Berliner Staatssekretär mit Stasi-Vergangenheit: Rot-Rot-Grün gewährt Andrej Holm eine Gnadenfrist

Mehr als drei Stunden tagten die Spitzen der Berliner Koalition am Freitagabend. Dann stand fest: Der wegen seiner Stasi-Vergangenheit umstrittene Andrej Holm darf Staatssekretär bleiben - vorerst.

Andrej Holm darf vorläufig Staatssekretär für Bauen in der rot-rot-grünen Koalition in Berlin bleiben. Darauf hat sich der Koalitionsausschuss am Freitagabend im Roten Rathaus verständigt. Nach Tagesspiegel-Informationen war die Linke nicht bereit, ihn zum jetzigen Zeitpunkt aufzugeben. Vielmehr soll eine erneute Prüfung seiner Stasi-Vergangenheit durch die Humboldt-Universität (HU) abgewartet werden. Somit handelt es sich mehr um einen Aufschub als um eine Entscheidung. Die Deutsche Presse-Agentur erfuhr von heftigen Diskussionen in der Runde, ohne dass es am Ende eine echte Entscheidung gegeben hätte.

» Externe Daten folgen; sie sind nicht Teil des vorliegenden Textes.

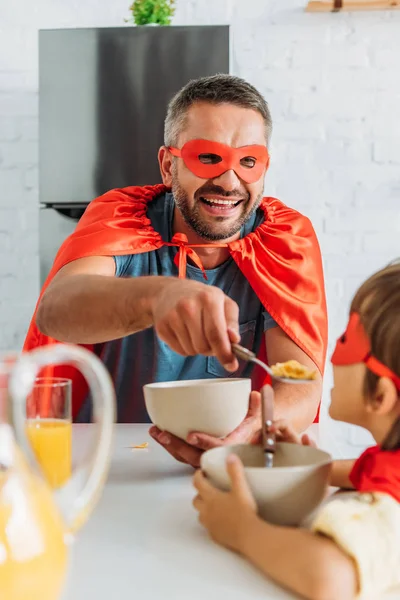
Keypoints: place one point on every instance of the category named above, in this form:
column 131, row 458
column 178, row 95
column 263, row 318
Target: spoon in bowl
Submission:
column 267, row 402
column 249, row 356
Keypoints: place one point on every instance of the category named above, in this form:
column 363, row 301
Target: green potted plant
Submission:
column 152, row 12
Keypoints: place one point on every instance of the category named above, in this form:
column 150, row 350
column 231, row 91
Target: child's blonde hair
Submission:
column 378, row 304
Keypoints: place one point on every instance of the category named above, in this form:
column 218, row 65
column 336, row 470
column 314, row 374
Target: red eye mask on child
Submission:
column 209, row 160
column 354, row 347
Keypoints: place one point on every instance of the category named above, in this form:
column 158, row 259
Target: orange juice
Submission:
column 51, row 441
column 33, row 552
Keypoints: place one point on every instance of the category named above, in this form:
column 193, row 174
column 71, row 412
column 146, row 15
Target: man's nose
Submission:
column 228, row 180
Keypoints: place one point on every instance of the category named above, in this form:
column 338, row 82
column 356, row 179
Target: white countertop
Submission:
column 143, row 540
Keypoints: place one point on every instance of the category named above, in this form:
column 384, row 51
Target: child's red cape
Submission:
column 281, row 260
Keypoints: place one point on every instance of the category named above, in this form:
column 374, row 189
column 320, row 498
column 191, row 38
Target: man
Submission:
column 122, row 285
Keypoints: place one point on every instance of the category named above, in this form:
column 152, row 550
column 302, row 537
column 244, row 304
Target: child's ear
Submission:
column 385, row 397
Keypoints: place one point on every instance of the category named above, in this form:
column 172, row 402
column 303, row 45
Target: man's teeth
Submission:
column 218, row 201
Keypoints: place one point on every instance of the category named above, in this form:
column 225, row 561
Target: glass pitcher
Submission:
column 36, row 524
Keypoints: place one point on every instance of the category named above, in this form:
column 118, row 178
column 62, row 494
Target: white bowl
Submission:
column 285, row 494
column 213, row 406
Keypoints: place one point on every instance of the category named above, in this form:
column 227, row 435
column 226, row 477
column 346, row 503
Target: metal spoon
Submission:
column 267, row 419
column 249, row 356
column 267, row 402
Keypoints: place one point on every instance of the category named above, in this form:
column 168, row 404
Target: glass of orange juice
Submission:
column 49, row 427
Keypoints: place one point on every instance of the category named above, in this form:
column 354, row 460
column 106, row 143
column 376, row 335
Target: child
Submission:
column 353, row 548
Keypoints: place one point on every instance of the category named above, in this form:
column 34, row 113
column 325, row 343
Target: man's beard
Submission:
column 192, row 216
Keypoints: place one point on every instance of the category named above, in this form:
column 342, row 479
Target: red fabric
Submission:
column 378, row 470
column 354, row 347
column 281, row 261
column 230, row 158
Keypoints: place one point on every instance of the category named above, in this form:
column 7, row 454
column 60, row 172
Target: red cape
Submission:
column 281, row 260
column 377, row 470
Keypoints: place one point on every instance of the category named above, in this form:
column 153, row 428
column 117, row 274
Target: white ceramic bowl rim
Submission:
column 193, row 382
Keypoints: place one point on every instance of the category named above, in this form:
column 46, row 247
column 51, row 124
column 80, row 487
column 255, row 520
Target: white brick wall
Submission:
column 333, row 84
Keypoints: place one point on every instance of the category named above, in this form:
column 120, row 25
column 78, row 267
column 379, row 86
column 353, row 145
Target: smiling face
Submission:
column 216, row 208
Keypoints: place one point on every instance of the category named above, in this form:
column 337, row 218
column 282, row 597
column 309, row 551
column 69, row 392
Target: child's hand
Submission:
column 285, row 433
column 225, row 514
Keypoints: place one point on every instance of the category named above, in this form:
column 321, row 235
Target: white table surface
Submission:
column 143, row 540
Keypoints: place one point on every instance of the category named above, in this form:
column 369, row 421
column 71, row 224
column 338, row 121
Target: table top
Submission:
column 144, row 541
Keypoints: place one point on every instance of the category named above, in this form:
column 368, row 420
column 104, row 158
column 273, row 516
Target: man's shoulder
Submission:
column 279, row 214
column 133, row 193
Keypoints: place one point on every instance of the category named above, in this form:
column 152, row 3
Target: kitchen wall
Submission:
column 333, row 84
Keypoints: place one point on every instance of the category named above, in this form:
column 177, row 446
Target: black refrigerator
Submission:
column 103, row 95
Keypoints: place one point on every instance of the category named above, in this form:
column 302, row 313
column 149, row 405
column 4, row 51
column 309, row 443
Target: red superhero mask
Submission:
column 209, row 160
column 354, row 347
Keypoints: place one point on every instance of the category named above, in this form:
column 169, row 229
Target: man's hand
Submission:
column 190, row 452
column 194, row 318
column 285, row 433
column 226, row 515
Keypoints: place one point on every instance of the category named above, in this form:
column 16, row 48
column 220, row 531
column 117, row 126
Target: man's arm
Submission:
column 86, row 304
column 296, row 403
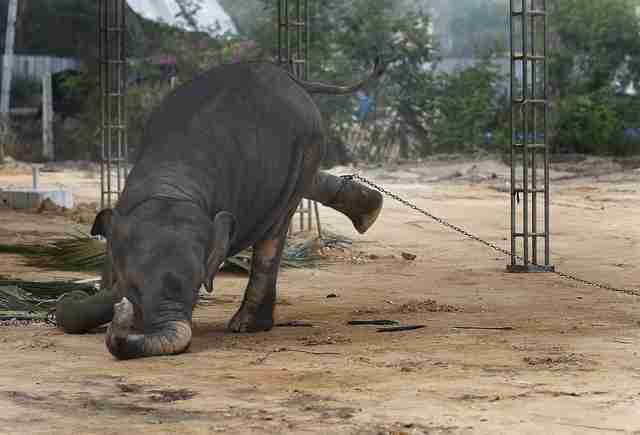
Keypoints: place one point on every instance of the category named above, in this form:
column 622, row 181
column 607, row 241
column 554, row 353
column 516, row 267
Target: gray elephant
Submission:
column 224, row 162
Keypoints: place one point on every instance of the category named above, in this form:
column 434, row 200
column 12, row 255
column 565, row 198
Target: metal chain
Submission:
column 478, row 239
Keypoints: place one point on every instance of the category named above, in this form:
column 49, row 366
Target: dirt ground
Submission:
column 567, row 360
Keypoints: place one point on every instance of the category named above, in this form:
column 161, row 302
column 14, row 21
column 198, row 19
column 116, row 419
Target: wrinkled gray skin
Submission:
column 225, row 161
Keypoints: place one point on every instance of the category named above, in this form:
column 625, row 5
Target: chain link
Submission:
column 478, row 239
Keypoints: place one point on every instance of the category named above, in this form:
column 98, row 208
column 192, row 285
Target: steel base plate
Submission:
column 530, row 268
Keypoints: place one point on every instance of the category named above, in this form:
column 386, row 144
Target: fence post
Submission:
column 47, row 118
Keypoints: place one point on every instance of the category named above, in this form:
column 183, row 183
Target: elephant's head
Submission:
column 158, row 268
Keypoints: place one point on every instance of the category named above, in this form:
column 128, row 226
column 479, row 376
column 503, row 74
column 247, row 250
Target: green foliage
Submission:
column 585, row 124
column 467, row 106
column 477, row 26
column 596, row 56
column 25, row 92
column 592, row 44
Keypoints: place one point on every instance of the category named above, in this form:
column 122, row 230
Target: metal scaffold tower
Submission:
column 112, row 73
column 529, row 146
column 293, row 52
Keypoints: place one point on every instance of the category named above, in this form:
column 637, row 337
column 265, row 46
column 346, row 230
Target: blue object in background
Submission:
column 632, row 134
column 488, row 137
column 538, row 138
column 364, row 104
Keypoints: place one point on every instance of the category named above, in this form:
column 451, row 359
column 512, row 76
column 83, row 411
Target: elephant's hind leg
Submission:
column 257, row 309
column 359, row 203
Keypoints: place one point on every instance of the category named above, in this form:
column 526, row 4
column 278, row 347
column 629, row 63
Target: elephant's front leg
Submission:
column 256, row 312
column 359, row 203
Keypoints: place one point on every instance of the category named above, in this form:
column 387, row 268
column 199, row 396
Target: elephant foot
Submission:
column 359, row 203
column 248, row 320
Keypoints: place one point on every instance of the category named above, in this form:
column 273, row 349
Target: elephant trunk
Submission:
column 174, row 337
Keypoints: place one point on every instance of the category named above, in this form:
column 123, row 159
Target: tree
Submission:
column 593, row 46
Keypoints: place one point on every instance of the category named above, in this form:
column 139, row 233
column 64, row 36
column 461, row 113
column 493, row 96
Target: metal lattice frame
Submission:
column 113, row 70
column 529, row 114
column 293, row 51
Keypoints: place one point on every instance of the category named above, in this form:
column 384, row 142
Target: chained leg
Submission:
column 359, row 203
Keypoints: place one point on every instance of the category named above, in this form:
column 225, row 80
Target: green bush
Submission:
column 25, row 92
column 585, row 125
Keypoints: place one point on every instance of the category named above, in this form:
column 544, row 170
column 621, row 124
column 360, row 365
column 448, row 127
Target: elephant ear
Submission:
column 103, row 223
column 222, row 233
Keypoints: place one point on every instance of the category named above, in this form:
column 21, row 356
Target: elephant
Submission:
column 223, row 164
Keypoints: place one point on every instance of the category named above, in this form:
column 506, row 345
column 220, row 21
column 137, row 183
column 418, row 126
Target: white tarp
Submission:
column 209, row 15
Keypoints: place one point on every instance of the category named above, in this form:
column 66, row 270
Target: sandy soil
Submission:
column 569, row 365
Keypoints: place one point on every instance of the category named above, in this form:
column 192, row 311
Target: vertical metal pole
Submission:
column 307, row 49
column 547, row 236
column 525, row 124
column 101, row 80
column 7, row 60
column 296, row 18
column 534, row 132
column 525, row 130
column 513, row 132
column 112, row 73
column 279, row 11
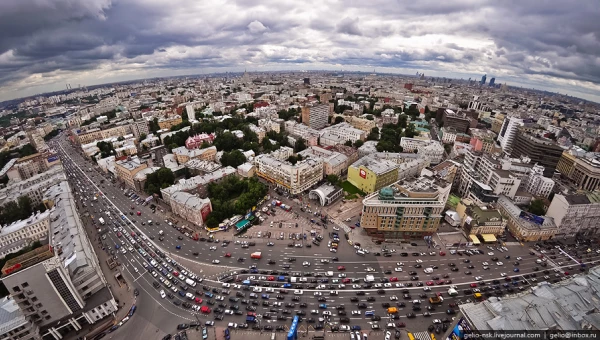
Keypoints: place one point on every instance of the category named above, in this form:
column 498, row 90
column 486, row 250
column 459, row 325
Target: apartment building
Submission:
column 190, row 207
column 508, row 132
column 295, row 178
column 19, row 234
column 345, row 132
column 540, row 150
column 334, row 163
column 576, row 214
column 169, row 122
column 484, row 141
column 184, row 155
column 33, row 187
column 524, row 226
column 60, row 286
column 316, row 116
column 139, row 127
column 407, row 209
column 582, row 168
column 370, row 174
column 483, row 220
column 127, row 168
column 197, row 184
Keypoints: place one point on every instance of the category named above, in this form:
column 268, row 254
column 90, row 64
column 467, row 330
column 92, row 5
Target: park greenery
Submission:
column 233, row 196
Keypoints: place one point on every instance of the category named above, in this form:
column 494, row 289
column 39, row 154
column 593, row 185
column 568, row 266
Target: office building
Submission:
column 508, row 132
column 406, row 209
column 370, row 173
column 22, row 233
column 190, row 207
column 540, row 150
column 196, row 185
column 169, row 122
column 184, row 155
column 127, row 168
column 582, row 168
column 293, row 178
column 60, row 286
column 568, row 305
column 524, row 226
column 576, row 214
column 334, row 163
column 316, row 117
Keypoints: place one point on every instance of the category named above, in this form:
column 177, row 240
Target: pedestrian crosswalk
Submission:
column 422, row 336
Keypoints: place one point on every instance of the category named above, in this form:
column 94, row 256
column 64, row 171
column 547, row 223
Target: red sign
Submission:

"Nach dem, was uns bisher an Akten aus der BStU und der Humboldt-Universität vorliegt, ist für uns nicht ersichtlich, dass Andrej Holm 2005 wissentlich und willentlich seine Tätigkeit beim Ministerium für Staatssicherheit verschleiert hat", schrieb der linke Kultursenator Lederer nach der dreieinhalbstündigen Krisensitzung bei Facebook. "Ob sich aus der Ausfüllung des Personalfragebogens arbeitsrechtliche Konsequenzen ergeben, wird die HU klären." Solange gelte für Holm "wie für jeden anderen die Unschuldsvermutung".

Damit setzte die Linke durchgesetzt, was Lederer schon vor dem Treffen als entscheidendes Kriterium ausgegeben hatte. "Wenn da vorsätzlich falsche Angaben gemacht worden sind, dann wäre es sicherlich ein Problem und dann wäre aus meiner Sicht die Personalie auch in der Tat nicht zu halten", sagte er der rbb-"Abendschau" im Hinblick auf Holms Auskünfte gegenüber seinem bisherigen Arbeitgeber, der Humboldt-Universität.

Vorsatz oder Ahnungslosigkeit? Von dieser Frage will die Koalition nun abhängig machen, ob sie an Holm festhält. Und das bezieht sich nicht auf seine Zeit als junger Erwachsener bei der Stasi, sondern auf seine Einstellung als wissenschaftlicher Mitarbeiter bei der HU mit Mitte 30. Die Grünen machten bereits deutlich, dass sie von Holm selbst eine Entscheidung erwarten, wenn die Uni zu der Erkenntnis kommen sollte, dass Holm 2005 wissentlich falsche Angaben gemacht hat, die ihm erst seinen Job verschafften. "Gibt es neue Entwicklungen, muß er Konsequenzen ziehen", twitterte die Fraktionsvorsitzende Antje Kapek am späten Freitagabend.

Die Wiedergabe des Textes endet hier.